Privileged Access Management (PAM) has become a standard part of enterprise security. Most organizations understand the need to control administrator credentials, limit privileged access, and monitor high-risk sessions.
But there is a growing gap in many security programs.
PAM tools are typically built around internal users. Employees. IT administrators. People who live inside your identity systems and follow your processes.
Vendors do not fit that model.
Third-party access introduces a different set of risks, workflows, and operational realities. That is why Vendor Privileged Access Management (VPAM) is not just a subset of PAM. Vendors change the rules.
Traditional PAM Was Designed for Employees
PAM solutions were originally built to solve internal problems:
- Managing privileged accounts for IT staff
- Controlling access to critical systems
- Rotating passwords and enforcing MFA
- Auditing administrator activity
These are important controls, and they work well when the users are part of the organization.
Employees have corporate identities. They use managed devices. They operate within defined roles and long-term access models.
Vendor access looks very different.
Vendors Create a Different Kind of Privileged Risk
Most organizations rely on third parties. Managed service providers, contractors, software support teams, and security consultants all need access at some point.
The challenge is that vendors often require elevated access, but they operate outside your environment.
Vendor access is typically:
- Temporary and task-based
- Performed from unmanaged devices
- Spread across multiple external companies
- Difficult to track with shared credentials or VPN accounts
- Hard to revoke cleanly when a contract ends
This is where traditional PAM approaches start to break down.
VPAM Focuses on External Access Workflows
VPAM is built specifically for the vendor use case.
Instead of treating vendors like internal administrators, VPAM recognizes that third-party access needs tighter controls, clearer boundaries, and simpler operational processes.
A strong VPAM approach provides:
- Just-in-Time Access
Vendors should not have standing access. They should connect only when approved and only for the duration of the task.

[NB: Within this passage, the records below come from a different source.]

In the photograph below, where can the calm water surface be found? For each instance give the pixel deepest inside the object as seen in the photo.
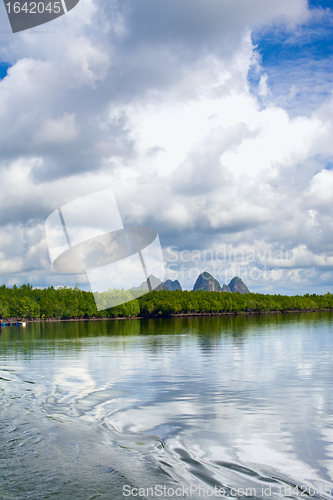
(239, 407)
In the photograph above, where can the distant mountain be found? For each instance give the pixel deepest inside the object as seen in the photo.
(237, 285)
(207, 283)
(154, 282)
(169, 285)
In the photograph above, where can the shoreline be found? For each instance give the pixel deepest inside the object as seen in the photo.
(178, 315)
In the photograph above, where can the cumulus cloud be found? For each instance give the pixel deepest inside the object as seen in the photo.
(154, 100)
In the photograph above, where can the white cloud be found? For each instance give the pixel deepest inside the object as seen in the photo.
(163, 113)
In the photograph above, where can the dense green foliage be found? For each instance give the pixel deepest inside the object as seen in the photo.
(26, 302)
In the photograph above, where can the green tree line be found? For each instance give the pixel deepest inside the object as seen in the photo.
(28, 302)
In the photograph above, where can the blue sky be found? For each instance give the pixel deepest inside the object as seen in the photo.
(212, 122)
(3, 69)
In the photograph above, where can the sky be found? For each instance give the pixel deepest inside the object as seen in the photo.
(211, 121)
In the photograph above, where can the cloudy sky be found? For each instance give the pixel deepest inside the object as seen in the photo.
(211, 120)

- Least-Privilege by Design
Vendors should reach only the systems they are responsible for, not the broader network. VPN access often exposes far more than intended.
- Browser-Based Sessions Without Network Exposure
Vendors do not need a full network tunnel. In many cases, they need a controlled session through a secure entry point.
This reduces risk and eliminates software dependencies on vendor devices.
- Session Monitoring and Recording
Vendor sessions should be auditable. Recording and logging provide proof of control for compliance, cyber insurance, and internal governance.
- Simple Offboarding
When a vendor relationship ends, access should end immediately.
VPAM makes this a matter of disabling one account, rather than chasing down shared credentials or lingering VPN access.
Why This Distinction Matters Now
Organizations are facing increasing pressure from regulators, auditors, and insurers to prove that third-party access is controlled.
Vendor access is one of the most common paths attackers exploit, not because vendors are careless, but because access models are often outdated.
Traditional PAM is necessary, but it is not sufficient when the privileged user is outside your organization.
VPAM fills that gap.
How Leostream Supports Vendor Privileged Access Management
Leostream’s VPAM solution was built to address the realities of third-party access.
It provides:
- Secure, browser-based vendor sessions
- Zero trust access that never exposes privileged credentials
- Centralized control over who can connect, when, and to what
- Full session auditing and monitoring
- A clean, manageable workflow for onboarding and offboarding vendors
For organizations already using Leostream to manage employee access to desktops, cloud workstations, or HPC resources, VPAM extends that same control to vendors without expanding risk.
Conclusion
PAM is essential for internal privileged access. But vendors are not internal users, and treating them the same way creates gaps that are difficult to close.
Vendor Privileged Access Management exists because third-party access requires different rules:
Shorter timelines. Stronger boundaries. Better auditing. Cleaner offboarding.
As organizations modernize their security posture, VPAM is becoming a core requirement, not an optional add-on.